Missed TensorFlow World? Check out the recap. Learn more


Mock tfds to generate random data.


This function requires the true metadata files (dataset_info.json, label.txt, vocabulary files) to be stored in data_dir/dataset_name/version, as they would be for the true dataset. The actual examples will be randomly generated using builder.info.features.get_tensor_info(). Download and prepare step will be skipped.

Usage (automated):

with mock_data(num_examples=5):
  ds = tfds.load('some_dataset', split='train')

  for ex in ds:  # ds will yield randomly generated examples.

The examples will be deterministically generated. Train and test split will yield the same examples.

If you want more fine grain control over the generated examples, you can manually overwrite the DatasetBuilder._as_dataset method. Usage (manual):

def as_dataset(self, *args, **kwargs):
  return tf.data.Dataset.from_generator(
      lambda: ({
          'image': np.ones(shape=(28, 28, 1), dtype=np.uint8),
          'label': i % 10,
      } for i in range(num_examples)),

with mock_data(as_dataset_fn=as_dataset):
  ds = tfds.load('some_dataset', split='train')

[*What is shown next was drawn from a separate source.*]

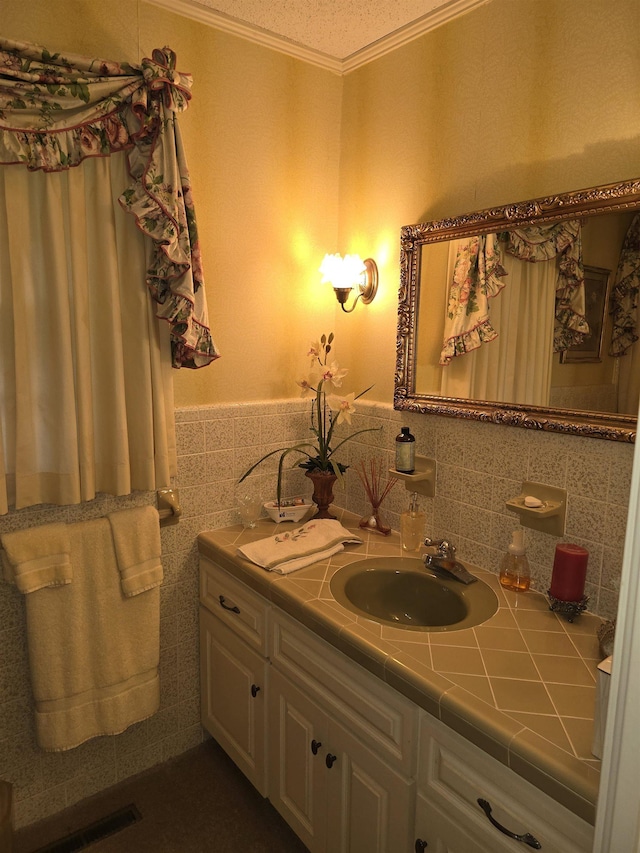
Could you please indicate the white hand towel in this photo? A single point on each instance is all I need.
(316, 540)
(136, 540)
(38, 557)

  for ex in ds:  # ds will yield the fake data example of 'as_dataset'.


  • num_examples: int, the number of fake example to generate.
  • as_dataset_fn: if provided, will replace the default random example generator. This function mock the FileAdapterBuilder._as_dataset
  • data_dir: str, data_dir folder from where to load the metadata. Will overwrite data_dir kwargs from tfds.load.